Now there are a couple things to observe about the Wing Chun Baton Dough. First of all the knives themselves have a slightly different shape than what’s commonly referred to butterfly swords or butterfly knives. It’s very important not to mix the two. There are a lot of people that call Wing Chun knives butterfly knives or butterfly swords, and in fact this is an error. The Chinese title for these knives, actually the same as the form, they’re called Baat Cham Dao, which means eight flashing knives. They’re not called Wu Dip Dao, which would mean butterfly swords. A lot of people unfortunately, because there are other styles that use a wider knife, which has a similar shape, but the handle is in the center of the blade, and if you look at the Wing Chun knife, the handle is in line with the tip.
That’s a unique shape for the Wing Chun style. Also the knives come together so they’re flat-edged in the center. All these things are unique to the Wing Chun knife, so the Wing Chun knives are not, in fact, butterfly knives. Another thing that’s different in the Wing Chun knives compared to the butterfly knives, we do not flip the knives when we’re using them in combat. If you see, there are a lot of people when they ‘re using their knives, they’re flipping them around and doing all these kind of things. When you’re fighting in a real life situation with knives, that means you’re fighting with weapons, you’re fighting for your life, the last thing you want to do is stand there flipping this blade around doing a bunch of things that might end up with you using the blade and losing your weapon. In fact there was a magazine called Modo, which was an old martial arts magazine from Hong Kong, and there was an article about Baat Cham Dao, which was written by Grandmaster Leung Ting.
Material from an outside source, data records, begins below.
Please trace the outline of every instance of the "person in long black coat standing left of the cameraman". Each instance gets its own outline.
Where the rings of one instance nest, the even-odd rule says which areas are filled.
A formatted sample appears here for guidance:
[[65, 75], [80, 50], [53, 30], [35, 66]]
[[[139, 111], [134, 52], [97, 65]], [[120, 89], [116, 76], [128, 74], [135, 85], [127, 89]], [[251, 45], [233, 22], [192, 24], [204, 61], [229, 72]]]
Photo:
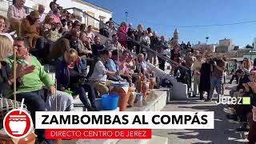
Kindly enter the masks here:
[[202, 92], [207, 92], [207, 100], [209, 100], [210, 95], [210, 58], [206, 58], [206, 62], [202, 64], [201, 70], [200, 70], [200, 84], [199, 84], [199, 93], [200, 93], [200, 99], [202, 100]]

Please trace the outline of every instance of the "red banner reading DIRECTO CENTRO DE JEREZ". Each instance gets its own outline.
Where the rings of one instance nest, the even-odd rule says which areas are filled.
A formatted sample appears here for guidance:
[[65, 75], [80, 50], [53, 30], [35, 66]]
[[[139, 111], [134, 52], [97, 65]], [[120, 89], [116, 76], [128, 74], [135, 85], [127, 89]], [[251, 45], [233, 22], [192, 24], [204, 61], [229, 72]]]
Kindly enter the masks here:
[[151, 139], [150, 129], [47, 129], [47, 139]]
This was written during the time that he was learning from Great Grandmaster Ip Man, and Grandmaster Ip Man actually gave him a lot of information and source material to do this article, and one of the things that Great Grandmaster Ip Man really discussed was that in Wing Chun we do not flip the knives, okay. Flipping the knives is a very, very dangerous thing to do because you may lose them. And he even noted that a lot of Hong Kong triads or gangsters, when they would go in for a knife fight, would even wrap their hands to the blade, sorry, to the handle, so that they wouldn’t lose the knife in fighting. And this makes a lot of sense, because if you have to fight, you don’t want to lose your weapon. So no flipping in the Wing Chun Baat Cham Dao.